Perang Tanding di Adonara, Ini Penjelasan Lengkap Wabub Flotim

Wakil Bupati Flores Timur Agustinus Payong Boli - ist

ADONARA, dawainusa.comKamis (5/3/2020) sekitar pukul 10.45 WITA, perang antara suku kembali terjadi di Pulau Adonara Flores Timur.

Sengketa tanah di kebun Wulen Wata, Pantai Bani, Desa Baobage, Kecamatan Witihama, Kabupaten Flores Timur, Nusa Tenggara Timur (NTT), itu menyebabkan enam orang tewas.

Wakil Bupati Flores Timur Agus Payong Boli menjelaskan, dirinya sudah berkomunikasi dengan BPD dan aparat desa setempat melalui sambungan telepon untuk mengkonfirmasi peristiwa tersebut.

“Lewat telepon dengan BPD dan aparat desa Sandosi, diketahui korban meninggal dunia enam orang, dan yang luka-luka belum diketahui karena lokasinya cukup jauh dari Desa Sandosi,” ujar Agus seperti dilansir Kompas.com, Kamis malam.

Korban meninggal dunia yakni Wilem Kewasa Ola (80) dari Desa Tobitika dan Yosep Helu Wua (80), warga Desa Sandosi Kecamatan Witihama. Keduanya berasal dari suku Lamatokan.

Sementara empat orang korban dari suku Kwaelaga yakni Moses Kopong Keda (80), Jak Masan Sanga (70), Yosep Ola Tokan (56) dan Seran Raden (56).

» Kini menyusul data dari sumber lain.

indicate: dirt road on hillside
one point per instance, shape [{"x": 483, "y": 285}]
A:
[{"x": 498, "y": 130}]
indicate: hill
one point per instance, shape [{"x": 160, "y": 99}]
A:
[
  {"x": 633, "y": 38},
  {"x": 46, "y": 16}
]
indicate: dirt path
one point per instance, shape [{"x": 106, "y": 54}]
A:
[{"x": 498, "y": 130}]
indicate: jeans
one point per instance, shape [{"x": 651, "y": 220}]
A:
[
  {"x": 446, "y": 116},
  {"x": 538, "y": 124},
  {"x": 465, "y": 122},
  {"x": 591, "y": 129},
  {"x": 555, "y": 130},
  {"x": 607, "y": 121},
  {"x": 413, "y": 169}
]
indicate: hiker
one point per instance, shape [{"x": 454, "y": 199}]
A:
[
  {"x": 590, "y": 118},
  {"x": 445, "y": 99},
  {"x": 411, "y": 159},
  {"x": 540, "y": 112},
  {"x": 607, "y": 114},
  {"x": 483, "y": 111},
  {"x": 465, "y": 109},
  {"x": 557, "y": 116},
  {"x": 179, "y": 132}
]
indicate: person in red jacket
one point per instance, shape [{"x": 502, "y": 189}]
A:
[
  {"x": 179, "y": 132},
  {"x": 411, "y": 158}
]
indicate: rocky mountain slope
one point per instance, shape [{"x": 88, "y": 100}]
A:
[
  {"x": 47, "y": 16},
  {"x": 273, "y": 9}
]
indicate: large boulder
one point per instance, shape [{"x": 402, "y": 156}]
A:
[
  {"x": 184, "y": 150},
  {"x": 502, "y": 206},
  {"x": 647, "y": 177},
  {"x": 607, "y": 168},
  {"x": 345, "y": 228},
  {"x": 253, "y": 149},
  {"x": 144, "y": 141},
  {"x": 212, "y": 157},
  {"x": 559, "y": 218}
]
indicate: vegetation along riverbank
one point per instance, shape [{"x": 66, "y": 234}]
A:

Sementara Suban Kian (69), warga Desa Sandosi, Kecamatan Witihama yang juga dari suku Kwaelaga berhasil melarikan diri.

Jangan Terprovokasi

Agus meminta kepada pemerintah Desa Sandosi agar mengimbau suku-suku lain jangan terprovokasi. Masing-masing suku yang bertikai diminta menahan diri agar tidak lagi ada korban lain.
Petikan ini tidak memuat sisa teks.